Investors are watching two things at the same time right now, with crude prices climbing on Middle East unrest and Exxon’s exposure in focus. Brent was near $110.55 a barrel on Monday as fresh Gulf tensions hit markets, while most traffic through the Strait of Hormuz stayed halted, Reuters said.
Exxon isn’t seeing an easy gain. Higher oil prices tend to boost its upstream business, but earlier this month the company said first-quarter profit dropped after Middle East trouble cut volumes. Output from Guyana and the Permian Basin helped soften the blow.
Exxon turned in first-quarter earnings of $4.2 billion, or $1.00 per share, with adjusted earnings at $4.9 billion, or $1.16 a share. CEO Darren Woods said Exxon was “built to perform through disruption.” The company gave $9.2 billion back to shareholders via dividends and stock buybacks. Exxon Mobil Corporation
Retail commentary hasn’t changed much. A Yahoo Finance-syndicated Insider Monkey piece noted Exxon’s 2.75% dividend.
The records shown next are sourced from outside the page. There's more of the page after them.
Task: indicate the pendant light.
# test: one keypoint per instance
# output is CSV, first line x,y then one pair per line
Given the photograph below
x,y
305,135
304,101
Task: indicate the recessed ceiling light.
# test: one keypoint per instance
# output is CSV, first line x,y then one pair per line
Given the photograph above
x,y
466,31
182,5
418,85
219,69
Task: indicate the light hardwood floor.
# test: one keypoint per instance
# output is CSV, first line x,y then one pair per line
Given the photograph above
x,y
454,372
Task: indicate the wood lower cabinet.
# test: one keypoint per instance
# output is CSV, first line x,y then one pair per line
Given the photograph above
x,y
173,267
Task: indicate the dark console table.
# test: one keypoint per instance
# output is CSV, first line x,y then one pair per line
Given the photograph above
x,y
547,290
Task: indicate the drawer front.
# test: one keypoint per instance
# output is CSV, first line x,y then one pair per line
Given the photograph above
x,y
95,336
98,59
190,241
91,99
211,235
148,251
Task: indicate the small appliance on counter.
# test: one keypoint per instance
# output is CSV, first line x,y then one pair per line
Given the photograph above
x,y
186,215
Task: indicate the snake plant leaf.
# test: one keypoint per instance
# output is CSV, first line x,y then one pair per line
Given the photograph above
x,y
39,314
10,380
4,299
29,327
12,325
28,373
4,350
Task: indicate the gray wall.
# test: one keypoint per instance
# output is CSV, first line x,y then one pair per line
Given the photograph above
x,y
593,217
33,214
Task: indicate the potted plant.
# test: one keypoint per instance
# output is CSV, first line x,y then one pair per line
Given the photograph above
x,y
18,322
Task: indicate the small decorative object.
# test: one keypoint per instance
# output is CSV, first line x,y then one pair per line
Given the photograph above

It mentioned UBS raising its price target to $174 from $171 but kept a buy call, saying the bank sees ways Exxon can make up for lower output in Qatar.
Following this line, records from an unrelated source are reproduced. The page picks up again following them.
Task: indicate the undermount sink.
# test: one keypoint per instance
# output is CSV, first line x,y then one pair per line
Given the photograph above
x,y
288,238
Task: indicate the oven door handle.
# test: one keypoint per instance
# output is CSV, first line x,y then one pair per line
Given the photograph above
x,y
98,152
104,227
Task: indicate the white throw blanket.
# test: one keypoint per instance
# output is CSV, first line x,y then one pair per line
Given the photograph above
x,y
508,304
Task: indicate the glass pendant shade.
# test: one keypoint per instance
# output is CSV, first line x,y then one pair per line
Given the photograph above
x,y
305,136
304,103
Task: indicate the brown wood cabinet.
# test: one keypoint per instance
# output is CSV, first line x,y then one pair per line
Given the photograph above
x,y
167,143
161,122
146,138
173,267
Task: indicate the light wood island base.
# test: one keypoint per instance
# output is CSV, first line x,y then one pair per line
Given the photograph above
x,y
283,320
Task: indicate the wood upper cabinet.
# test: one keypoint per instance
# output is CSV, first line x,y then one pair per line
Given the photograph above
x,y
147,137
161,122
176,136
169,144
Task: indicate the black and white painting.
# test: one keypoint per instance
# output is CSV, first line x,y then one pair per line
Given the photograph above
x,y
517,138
The Motley Fool called Exxon a more stable long-term pick among oil majors, pointing to its business mix in production, pipelines, refining and chemicals. The Fool said high oil prices raise production revenue but squeeze refining margins, since crude is a cost for that part of the business.
Exxon doesn’t look cheap on one standard valuation metric. Zacks wrote on TradingView that Exxon is trading at 10.10 times trailing enterprise value to EBITDA, topping the industry average of 6.59 times. The measure weighs a company’s market value against its pre-tax cash earnings.
Oil market watchers are holding back. Vandana Hari of Vanda Insights told Reuters that traders are again eyeing the “tail risk of renewed military escalation.” Phil Flynn at Price Futures Group said the “margin for error is shrinking rapidly” with Hormuz at risk of a shutdown. Reuters
Exxon is looking at a big governance move. The company’s 2026 annual meeting, scheduled for May 27, will ask investors to vote on shifting its legal home from New Jersey to Texas. Exxon says it’s functionally a “Texas corporation in all but name,” since top leaders and most operations have been in Texas for years. Exxon Mobil Corporation
Glass Lewis and ISS told investors to vote against some board-supported measures, including Exxon’s move to redomicile in Texas, Reuters said. Exxon hit back in a filing on May 15, arguing ISS used “flawed analysis” and saying shareholder rights tied to proposals and derivative lawsuits will stay in place. Reuters
Legal clouds lifted last week after a Texas jury said Exxon isn’t liable to investors who claimed the company misled them on disclosures about its Canadian oil sands and Rocky Mountain gas holdings, according to Reuters.
Oil’s run has a risk. If Hormuz reopens or diplomacy breaks the stand-off, oil could drop and buyers who pushed up Exxon and others could pull back. But if prices keep climbing, fresh worries on inflation and rates could weigh on stocks, dulling the upside for energy names. For Exxon, there’s no single driver in play right now—it’s a mix of oil moves, cash payouts, valuation, and shareholder tensions.